A threat of further violence from striking workers at Santos, Latin America's biggest port, kept police on alert and hampered movements of goods on Wednesday, the port authority said.
Twelve ships were docked at the port, as 250 police maintained a protective barrier to repel any more attempts by the protesting dockworkers to disrupt loading and unloading.
Hundreds of defiant dockworkers gathered around a city square hoping their president would return to announce a government settlement to end the nine-day strike in protest of a law, which reduces union sway in work practices.
The dockworkers plan to vote on any government offer to resolve the strike that has crippled the port during a peak soybean export period later.
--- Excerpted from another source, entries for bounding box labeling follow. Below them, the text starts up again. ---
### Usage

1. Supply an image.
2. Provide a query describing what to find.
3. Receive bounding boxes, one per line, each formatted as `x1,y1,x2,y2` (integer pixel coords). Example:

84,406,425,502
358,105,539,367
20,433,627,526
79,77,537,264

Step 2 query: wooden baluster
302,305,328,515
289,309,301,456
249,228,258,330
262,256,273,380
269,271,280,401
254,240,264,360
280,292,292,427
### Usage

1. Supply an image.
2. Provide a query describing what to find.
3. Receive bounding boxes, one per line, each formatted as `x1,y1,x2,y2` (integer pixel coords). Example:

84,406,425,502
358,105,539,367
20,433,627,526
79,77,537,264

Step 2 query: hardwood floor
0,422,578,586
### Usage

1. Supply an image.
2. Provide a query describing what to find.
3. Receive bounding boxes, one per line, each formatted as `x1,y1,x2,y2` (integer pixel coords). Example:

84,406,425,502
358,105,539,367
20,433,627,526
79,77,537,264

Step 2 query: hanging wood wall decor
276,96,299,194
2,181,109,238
Union leaders and government officials were still discussing a deal by mid-afternoon.
Thousands of workers who load and unload ships stopped work on March 27 to protest implementation of a 1993 port modernization law, which aimed to break the union's grip on the port's hiring and work assignment policies.
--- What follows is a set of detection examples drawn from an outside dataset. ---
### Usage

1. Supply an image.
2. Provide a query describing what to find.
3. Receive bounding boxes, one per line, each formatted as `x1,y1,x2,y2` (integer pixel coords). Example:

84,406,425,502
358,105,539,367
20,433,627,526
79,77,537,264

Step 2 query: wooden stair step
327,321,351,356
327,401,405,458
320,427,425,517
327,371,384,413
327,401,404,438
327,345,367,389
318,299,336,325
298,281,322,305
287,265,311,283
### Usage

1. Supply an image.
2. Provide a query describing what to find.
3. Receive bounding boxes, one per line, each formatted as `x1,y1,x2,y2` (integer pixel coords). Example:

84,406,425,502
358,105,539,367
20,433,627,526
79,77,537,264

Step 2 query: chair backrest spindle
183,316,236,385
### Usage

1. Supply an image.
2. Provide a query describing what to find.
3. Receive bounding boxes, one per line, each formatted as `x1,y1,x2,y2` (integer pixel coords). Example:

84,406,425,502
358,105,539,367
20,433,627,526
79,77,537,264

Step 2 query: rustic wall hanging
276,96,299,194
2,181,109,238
Most terminals were not docking ships for fear of further violence from dockworkers.
"Companies have been reluctant to dock ships, especially since acts of sabotage and violence have grown since Sunday," a logistics director at a large Santos shipping agent said. "Ship movement through the port is incredibly slow."
The demonstrations turned violent on Monday when Dockworkers took to the streets throwing Molotov cocktails and rocks on riot police.